A string of developers, including Evergrande and Kaisa, have defaulted on billions of dollars worth of dollar bond obligations since the second half of last year, forcing bondholders to enter into long and cumbersome debt restructuring processes.
It is unclear how many stalled projects would be covered by the bondholder group’s offer, and how many of them meet the purchase criteria laid out by the group.
The group proposed that, among other criteria, the projects must be located in first or second tier cities, have no off-balance sheet loans and own permit to pre-sale.

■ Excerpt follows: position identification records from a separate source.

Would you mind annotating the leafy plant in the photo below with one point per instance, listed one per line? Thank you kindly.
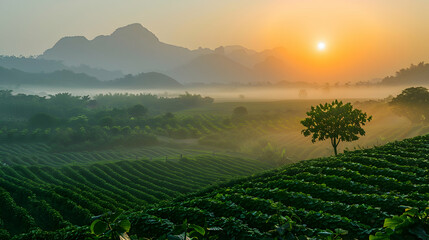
(110, 226)
(411, 225)
(336, 121)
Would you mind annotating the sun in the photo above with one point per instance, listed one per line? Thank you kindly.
(321, 46)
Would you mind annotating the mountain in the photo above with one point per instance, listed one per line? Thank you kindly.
(213, 68)
(38, 65)
(132, 49)
(69, 79)
(62, 78)
(151, 80)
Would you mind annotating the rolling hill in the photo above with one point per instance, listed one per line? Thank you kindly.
(69, 79)
(48, 198)
(355, 192)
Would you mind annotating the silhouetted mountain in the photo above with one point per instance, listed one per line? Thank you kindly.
(213, 68)
(150, 80)
(38, 65)
(62, 78)
(271, 68)
(67, 79)
(132, 49)
(414, 75)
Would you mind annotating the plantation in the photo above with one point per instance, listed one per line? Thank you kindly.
(51, 198)
(354, 192)
(31, 154)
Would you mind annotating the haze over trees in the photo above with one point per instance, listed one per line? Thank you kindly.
(336, 121)
(413, 103)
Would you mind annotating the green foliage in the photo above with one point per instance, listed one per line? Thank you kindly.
(42, 120)
(412, 224)
(111, 226)
(337, 122)
(413, 103)
(137, 110)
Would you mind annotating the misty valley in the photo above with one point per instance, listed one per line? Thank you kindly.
(126, 137)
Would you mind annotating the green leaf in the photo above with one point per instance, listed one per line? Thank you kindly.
(420, 232)
(115, 216)
(125, 225)
(379, 237)
(197, 228)
(393, 222)
(98, 227)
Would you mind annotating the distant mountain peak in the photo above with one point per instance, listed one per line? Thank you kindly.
(135, 31)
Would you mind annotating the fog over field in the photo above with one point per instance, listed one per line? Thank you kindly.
(214, 120)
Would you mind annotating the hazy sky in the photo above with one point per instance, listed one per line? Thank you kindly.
(379, 36)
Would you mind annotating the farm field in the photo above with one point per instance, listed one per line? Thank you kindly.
(355, 192)
(49, 198)
(30, 154)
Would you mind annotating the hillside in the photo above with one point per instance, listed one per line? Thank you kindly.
(355, 192)
(69, 79)
(131, 48)
(38, 65)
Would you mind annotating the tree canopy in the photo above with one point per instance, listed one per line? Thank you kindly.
(336, 121)
(413, 103)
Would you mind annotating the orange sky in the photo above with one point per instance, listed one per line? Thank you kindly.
(365, 39)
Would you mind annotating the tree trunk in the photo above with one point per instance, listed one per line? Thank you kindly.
(335, 150)
(334, 145)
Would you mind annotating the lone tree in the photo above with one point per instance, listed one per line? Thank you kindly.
(336, 121)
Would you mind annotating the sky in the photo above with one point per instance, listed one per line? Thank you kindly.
(364, 38)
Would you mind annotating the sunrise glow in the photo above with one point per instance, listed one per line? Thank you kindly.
(321, 46)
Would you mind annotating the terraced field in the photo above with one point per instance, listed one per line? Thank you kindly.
(355, 192)
(31, 154)
(49, 198)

With a view to help revive onshore projects and advance the offshore restructuring talks, the bondholders’ group has also offered to take a 20% haircut on Kaisa’s dollar notes and inject equity capital, said the two people and two other sources.

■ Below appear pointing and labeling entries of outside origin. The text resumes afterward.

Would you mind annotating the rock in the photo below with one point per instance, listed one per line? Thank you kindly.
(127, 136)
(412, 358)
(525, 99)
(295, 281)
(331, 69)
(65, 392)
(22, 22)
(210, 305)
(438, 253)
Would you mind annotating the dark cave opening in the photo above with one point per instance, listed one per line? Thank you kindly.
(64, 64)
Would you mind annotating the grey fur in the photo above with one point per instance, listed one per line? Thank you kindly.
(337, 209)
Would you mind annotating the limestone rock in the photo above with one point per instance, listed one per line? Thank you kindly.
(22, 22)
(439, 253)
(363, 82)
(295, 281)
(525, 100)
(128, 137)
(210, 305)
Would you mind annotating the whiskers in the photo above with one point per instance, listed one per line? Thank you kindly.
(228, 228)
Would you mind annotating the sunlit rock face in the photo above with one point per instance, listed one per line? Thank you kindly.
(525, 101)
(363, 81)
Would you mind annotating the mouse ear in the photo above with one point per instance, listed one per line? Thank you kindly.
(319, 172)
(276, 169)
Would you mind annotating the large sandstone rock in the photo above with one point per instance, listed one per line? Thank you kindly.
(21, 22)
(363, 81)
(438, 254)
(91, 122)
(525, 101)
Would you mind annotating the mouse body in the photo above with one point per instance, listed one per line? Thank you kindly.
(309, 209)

Under the proposal, Kaisa would raise $550-$700 million by issuing new shares, the two people with direct knowledge of the matter said. While that would dilute Kaisa chairman Kwok Ying Shing’s stake in the company, there would be a provision for him to raise his shareholding again, they added.
To revitalise its projects and improve short-term liquidity, Kaisa said in April it had entered into strategic co-operation agreements with state-owned China Merchants Shekou Industrial Zone Holdings and China Great Wall Asset Management.
A person close to Kaisa had said at the time the agreements with state-owned companies were expected to help restore homebuyer and regulatory confidence in the embattled developer.